第5話 シンデレラ、茨を抜ける

 案内してもらった宿で自分だけ泊まるのも可哀想なので、シンデレラは家なしの少女と二人で一泊しました。翌朝揃って朝御飯を食べた後、シンデレラは少女と別れて茨の城へ向かいます。


 城の前まで来たシンデレラは、門塀を覆い尽くす茨に言葉なく立ち尽くしました。塔が向こうに見えますが、隙間なく蔓を張った茨が前を塞ぎ、茨に折られて地を埋める木々の枝で、どこが道かも分かりません。


 まぁ城に行くのはシンデレラではないので、取り敢えず茨の前で例の王子が来るのを待つことにしました。


 ところがこれがなかなか厄介です。シンデレラにはどの人が王子か分かりません。目印くらい欲しいものです。シンデレラは仕方なく、来る人来る人に王子ですかと尋ねていきました。


 当たり前ですが一国一領主の息子たる王子がそうそう通るはずはありません。声を掛けるも外ればかり。夕闇が降り、シンデレラはいつ王子が現れると教えてくれなかった魔女に恨みが湧いてきました。


 もう街に帰っちゃおうか、そう思い腰を上げた時、馬に乗り、ランタンを掲げた男性が近付いてきました。腰には銀の柄に碧玉の光る剣、毛皮の外套の胸には紋章。見るからに高貴な青年です。

「お待ちください、もしや王子様ですか?」

 不躾ぶしつけな問いに、青年は咎めるでもなく馬の歩を止めました。

「私なら、ええ。そのような身分におりますが」

 シンデレラは内心、喜び叫びました。

「ところでこの茨は何なのでしょうか」

 王子は素朴に問います。彼が姫の運命の相手なら願ったり叶ったりの展開です。王子の興味をひくよう、シンデレラは言葉を選びます。

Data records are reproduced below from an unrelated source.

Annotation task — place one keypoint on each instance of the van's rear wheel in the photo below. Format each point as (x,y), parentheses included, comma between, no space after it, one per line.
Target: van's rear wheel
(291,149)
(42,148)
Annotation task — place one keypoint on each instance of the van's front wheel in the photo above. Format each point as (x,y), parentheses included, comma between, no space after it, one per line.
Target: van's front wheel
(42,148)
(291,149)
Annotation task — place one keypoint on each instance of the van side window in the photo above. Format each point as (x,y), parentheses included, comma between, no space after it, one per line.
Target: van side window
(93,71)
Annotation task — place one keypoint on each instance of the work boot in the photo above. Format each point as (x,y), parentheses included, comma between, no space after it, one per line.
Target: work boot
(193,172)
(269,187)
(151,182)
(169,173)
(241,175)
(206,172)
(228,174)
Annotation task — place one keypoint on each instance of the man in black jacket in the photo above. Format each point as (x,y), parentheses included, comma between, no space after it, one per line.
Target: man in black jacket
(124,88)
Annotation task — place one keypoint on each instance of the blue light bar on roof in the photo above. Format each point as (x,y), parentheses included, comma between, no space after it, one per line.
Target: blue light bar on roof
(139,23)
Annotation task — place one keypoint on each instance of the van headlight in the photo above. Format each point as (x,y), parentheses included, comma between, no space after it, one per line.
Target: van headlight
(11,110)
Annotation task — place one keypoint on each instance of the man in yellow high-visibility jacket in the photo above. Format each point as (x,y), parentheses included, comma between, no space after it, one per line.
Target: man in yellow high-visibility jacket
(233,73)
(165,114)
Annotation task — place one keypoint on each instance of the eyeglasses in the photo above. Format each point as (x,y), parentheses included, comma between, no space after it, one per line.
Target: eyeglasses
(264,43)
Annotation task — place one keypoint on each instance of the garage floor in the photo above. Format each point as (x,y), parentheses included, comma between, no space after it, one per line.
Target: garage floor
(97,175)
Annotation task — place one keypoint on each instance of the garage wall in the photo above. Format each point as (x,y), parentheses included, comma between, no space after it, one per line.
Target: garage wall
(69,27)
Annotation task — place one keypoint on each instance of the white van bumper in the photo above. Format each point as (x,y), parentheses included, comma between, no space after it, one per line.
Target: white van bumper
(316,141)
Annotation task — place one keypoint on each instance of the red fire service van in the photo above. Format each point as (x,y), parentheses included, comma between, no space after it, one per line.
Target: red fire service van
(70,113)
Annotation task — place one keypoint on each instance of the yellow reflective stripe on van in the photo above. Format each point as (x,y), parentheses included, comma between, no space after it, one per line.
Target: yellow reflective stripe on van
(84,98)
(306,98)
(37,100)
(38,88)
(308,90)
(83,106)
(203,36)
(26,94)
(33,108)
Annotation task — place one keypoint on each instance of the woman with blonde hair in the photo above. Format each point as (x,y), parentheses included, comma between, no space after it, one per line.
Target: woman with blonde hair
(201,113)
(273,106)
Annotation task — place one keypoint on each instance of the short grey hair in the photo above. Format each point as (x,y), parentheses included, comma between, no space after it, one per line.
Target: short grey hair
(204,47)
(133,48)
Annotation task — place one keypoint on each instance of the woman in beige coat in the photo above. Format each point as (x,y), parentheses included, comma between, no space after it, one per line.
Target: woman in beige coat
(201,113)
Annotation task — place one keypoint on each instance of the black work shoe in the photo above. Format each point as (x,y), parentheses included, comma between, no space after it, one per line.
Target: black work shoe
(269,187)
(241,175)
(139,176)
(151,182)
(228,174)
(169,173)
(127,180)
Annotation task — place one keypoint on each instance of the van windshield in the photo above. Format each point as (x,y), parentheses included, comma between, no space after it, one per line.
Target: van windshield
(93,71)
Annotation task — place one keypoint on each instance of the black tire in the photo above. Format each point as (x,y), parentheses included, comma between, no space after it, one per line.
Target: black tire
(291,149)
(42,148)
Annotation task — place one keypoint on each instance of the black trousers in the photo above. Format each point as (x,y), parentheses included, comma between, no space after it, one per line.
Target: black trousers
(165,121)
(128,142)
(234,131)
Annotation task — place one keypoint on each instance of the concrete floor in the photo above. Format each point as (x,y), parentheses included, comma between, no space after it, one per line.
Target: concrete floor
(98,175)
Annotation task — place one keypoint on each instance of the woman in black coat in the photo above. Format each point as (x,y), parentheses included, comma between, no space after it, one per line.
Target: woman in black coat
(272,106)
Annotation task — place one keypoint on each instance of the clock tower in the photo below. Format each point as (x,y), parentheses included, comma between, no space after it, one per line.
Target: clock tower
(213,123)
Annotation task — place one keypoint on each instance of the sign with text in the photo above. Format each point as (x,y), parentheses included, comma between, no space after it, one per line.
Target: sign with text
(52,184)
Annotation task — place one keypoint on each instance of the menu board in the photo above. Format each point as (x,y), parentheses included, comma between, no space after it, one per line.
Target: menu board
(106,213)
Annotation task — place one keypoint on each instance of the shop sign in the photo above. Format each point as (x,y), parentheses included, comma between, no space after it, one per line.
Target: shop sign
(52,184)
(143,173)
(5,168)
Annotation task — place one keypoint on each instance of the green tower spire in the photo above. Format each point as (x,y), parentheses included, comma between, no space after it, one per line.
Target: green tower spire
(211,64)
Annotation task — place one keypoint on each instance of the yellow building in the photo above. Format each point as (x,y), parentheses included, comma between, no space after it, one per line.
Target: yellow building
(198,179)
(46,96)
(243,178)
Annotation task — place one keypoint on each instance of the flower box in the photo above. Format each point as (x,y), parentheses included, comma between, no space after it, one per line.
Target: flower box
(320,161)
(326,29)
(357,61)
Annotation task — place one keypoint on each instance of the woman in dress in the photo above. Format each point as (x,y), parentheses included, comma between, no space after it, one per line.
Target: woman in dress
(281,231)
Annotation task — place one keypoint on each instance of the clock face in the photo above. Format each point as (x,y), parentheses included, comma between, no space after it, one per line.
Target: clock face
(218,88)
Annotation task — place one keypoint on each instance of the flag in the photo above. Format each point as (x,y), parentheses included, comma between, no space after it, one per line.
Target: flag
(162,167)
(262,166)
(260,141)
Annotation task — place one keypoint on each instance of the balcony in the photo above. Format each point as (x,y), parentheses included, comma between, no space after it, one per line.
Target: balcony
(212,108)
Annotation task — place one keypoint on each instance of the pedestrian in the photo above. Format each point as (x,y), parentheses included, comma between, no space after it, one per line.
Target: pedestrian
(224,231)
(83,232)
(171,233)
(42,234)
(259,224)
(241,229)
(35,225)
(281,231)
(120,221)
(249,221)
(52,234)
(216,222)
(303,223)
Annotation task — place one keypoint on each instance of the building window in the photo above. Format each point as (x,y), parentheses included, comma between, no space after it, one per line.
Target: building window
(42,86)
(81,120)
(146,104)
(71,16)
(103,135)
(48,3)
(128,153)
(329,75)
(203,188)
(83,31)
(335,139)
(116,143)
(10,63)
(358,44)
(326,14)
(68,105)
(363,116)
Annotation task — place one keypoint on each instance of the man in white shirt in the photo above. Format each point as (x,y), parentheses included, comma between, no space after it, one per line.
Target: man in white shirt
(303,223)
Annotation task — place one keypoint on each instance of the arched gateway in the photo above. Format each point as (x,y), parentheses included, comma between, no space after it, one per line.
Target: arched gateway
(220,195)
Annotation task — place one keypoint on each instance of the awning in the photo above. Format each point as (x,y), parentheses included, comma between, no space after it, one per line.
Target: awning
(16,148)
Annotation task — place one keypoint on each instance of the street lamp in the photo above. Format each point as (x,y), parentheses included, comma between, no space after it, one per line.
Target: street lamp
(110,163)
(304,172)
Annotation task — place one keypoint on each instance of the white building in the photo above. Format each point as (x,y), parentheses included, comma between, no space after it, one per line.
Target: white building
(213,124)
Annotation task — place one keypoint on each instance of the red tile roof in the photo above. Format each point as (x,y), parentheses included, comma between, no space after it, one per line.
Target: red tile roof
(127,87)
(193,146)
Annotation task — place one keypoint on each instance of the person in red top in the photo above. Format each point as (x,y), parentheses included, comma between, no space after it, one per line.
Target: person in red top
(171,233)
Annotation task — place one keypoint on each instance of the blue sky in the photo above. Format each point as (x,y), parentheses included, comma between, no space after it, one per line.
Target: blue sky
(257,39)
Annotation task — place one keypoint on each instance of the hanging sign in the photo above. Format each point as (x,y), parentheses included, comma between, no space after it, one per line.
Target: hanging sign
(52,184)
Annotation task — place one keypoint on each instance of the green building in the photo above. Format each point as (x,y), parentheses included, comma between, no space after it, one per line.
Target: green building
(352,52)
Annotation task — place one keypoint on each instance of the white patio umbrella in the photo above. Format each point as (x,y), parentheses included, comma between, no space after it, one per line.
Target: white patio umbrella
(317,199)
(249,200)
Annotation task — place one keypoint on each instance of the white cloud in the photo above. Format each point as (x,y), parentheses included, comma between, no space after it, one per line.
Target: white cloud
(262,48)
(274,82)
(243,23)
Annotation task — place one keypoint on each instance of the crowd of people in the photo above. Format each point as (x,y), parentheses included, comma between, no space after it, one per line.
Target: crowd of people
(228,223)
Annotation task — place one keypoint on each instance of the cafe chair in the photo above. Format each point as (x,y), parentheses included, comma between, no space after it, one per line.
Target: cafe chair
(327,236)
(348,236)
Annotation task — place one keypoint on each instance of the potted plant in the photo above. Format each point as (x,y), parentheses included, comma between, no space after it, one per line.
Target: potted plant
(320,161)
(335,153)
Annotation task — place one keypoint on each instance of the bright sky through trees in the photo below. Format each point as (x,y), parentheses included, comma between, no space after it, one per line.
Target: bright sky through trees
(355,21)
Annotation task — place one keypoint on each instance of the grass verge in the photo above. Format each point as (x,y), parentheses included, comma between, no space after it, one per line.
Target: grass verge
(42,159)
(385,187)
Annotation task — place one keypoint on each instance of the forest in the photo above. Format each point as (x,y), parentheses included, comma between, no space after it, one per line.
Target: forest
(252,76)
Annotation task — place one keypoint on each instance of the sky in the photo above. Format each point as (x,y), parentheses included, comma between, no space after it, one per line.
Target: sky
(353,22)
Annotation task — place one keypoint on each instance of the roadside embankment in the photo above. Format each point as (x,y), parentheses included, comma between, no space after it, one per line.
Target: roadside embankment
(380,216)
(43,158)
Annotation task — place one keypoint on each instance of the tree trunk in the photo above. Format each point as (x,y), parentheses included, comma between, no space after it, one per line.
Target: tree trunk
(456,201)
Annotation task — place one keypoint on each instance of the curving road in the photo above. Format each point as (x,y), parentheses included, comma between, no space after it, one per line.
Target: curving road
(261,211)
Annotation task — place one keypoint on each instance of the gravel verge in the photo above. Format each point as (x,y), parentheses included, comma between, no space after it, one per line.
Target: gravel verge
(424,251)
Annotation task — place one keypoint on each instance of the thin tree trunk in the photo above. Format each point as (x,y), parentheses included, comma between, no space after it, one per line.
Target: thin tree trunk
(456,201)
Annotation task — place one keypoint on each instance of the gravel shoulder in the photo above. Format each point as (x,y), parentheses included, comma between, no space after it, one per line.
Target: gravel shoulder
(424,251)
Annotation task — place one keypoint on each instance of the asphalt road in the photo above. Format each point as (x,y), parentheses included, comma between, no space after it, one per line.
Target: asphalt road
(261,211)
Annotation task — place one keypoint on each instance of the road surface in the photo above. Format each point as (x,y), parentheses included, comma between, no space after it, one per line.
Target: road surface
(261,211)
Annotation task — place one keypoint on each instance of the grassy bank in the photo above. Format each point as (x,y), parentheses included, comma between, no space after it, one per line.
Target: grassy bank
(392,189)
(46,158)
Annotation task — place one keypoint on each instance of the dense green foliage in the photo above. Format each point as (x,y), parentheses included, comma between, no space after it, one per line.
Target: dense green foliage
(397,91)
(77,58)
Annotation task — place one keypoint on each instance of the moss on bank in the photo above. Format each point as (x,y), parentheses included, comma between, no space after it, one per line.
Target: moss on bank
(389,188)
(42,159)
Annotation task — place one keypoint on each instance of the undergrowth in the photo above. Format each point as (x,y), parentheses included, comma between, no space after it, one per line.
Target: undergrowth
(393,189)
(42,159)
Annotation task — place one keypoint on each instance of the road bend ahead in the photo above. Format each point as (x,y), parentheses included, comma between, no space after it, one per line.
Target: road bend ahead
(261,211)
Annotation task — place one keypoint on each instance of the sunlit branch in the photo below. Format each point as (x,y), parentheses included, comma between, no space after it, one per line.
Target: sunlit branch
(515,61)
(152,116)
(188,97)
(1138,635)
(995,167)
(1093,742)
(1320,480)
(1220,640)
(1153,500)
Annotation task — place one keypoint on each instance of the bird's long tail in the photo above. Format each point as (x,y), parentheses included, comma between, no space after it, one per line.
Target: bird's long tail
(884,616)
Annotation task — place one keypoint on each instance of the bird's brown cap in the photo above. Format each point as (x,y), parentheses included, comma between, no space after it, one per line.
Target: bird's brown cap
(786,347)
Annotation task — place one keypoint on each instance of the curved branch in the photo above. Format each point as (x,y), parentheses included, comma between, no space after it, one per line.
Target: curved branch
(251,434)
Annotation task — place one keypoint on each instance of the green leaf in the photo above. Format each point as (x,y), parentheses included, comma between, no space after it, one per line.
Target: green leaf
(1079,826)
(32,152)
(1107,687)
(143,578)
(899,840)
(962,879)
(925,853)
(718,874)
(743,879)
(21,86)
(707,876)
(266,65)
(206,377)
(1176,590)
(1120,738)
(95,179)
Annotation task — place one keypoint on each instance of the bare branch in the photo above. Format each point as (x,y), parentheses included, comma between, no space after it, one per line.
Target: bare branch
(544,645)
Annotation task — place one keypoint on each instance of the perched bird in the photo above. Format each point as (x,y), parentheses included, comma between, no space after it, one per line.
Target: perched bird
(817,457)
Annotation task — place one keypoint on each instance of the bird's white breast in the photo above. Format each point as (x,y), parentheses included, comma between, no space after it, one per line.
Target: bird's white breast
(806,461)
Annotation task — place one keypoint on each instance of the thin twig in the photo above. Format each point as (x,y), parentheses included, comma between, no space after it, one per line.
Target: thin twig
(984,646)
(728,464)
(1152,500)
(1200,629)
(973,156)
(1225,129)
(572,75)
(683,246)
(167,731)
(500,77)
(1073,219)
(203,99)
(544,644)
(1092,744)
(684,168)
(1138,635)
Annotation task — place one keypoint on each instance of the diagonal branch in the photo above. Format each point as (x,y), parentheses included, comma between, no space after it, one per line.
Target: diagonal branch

「この奥には城があり、魔法にかけられ百年も眠ったままのお姫様がいらっしゃるのです。孤独にも運命の御方が目を覚まして下さるのをお待ちなのです」

 心根優しそうな王子の瞳はシンデレラの説明にかげりました。

「それは可哀想に…御親族もお側にいらっしゃらないのか…寂しく命を落とす前にせめて茨の中からお救いしたい。それに…こう茨が茂っていては、近隣を通る方々、特にお子様や御老人に棘が刺さっていけない」

 口に手を当て思考する王子の独白はシンデレラの心に染み入りました。その声は憐憫に満ち、にび色の瞳が城の中の姫と自国でもないこの地の民への憂慮を物語っています。


「ご令嬢、ご教示ありがとうございます。私は城の中へ行きましょう」

 馬を降り、王子は交差する茨に剣を抜いて近付きます。そして一太刀、二太刀、軌道も見えぬ手捌きで青銅の刃を振り下ろしました。太刀筋の鋭さにシンデレラは思わず目をつむりました。


「…駄目か…何かの呪いか」


 瞼を上げると、茨は何もなかったかのように入り口を塞いだままです。王子はそれでもなお続けて太刀を降ろしますが、茨は意思を持つかの如く動き、王子を撥ねつけます。


 手も顔も棘で傷ついていく王子を見ていられず、シンデレラはもう一度、と茨に向かう王子の前に両手を広げて立ち塞がりました。


「いけません、このままでは貴方の身体が駄目になってしまいます!」

「そうは言っても、中の姫君を孤独なまま息耐えさせることはできませんよ」

「きっと魔女がなんでも切れる剣とかそういうの、忘れたんだと思います…普通の剣でこんなお化けみたいな茨を全て切れるわけがないわ」

「しかし剣で切れないならどうすれば…」


 王子は顔を歪め、自分の荷の横にどさりと座りこみます。

 それを見て、シンデレラは王子が荷と共に地面に置いたランタンに気が付きました。

 細い炎がチラチラと揺れ、夕闇の中をぼぅっと照らします。

 シンデレラの目は、その炎に釘付けになりました。


「…王子、そのランタンを貸してください」

 シンデレラはゆっくりとランタンを持ち上げ、今は弱い炎を一度消して油皿を開けました。


「切れないほどの茨なら、切らなければいいわ」


 街の少女から買ったマッチを懐から取り出し、勢いよく擦りました。そして点いた火を油皿に近づけると、見る間に高く上がる炎に変わります。シンデレラは地面に散らばる木々から太めのものを拾い、その先に炎を移しました。


「茨だって植物です。剣には勝っても火には勝てないでしょう」


 シンデレラは立ちのぼる炎を勢いよく茨に向けました。


 するとどうでしょう。


 先ほど意思を持つように襲いかかってきた茨は、今度は炎から逃げるが如く、シンデレラを中心に空間を開けました。

 シンデレラが炎を近づけると、その部分の茨は後ろに退きます。反対側の茨に向けるとそちらも退きます。

 その様子を見てシンデレラは叫びました。

「行きましょう!城まで私が先導します!」

 驚いた王子もすっくと立ち上がり、二人は今や奥へ姿を見せた城へ向かって駆け出しました。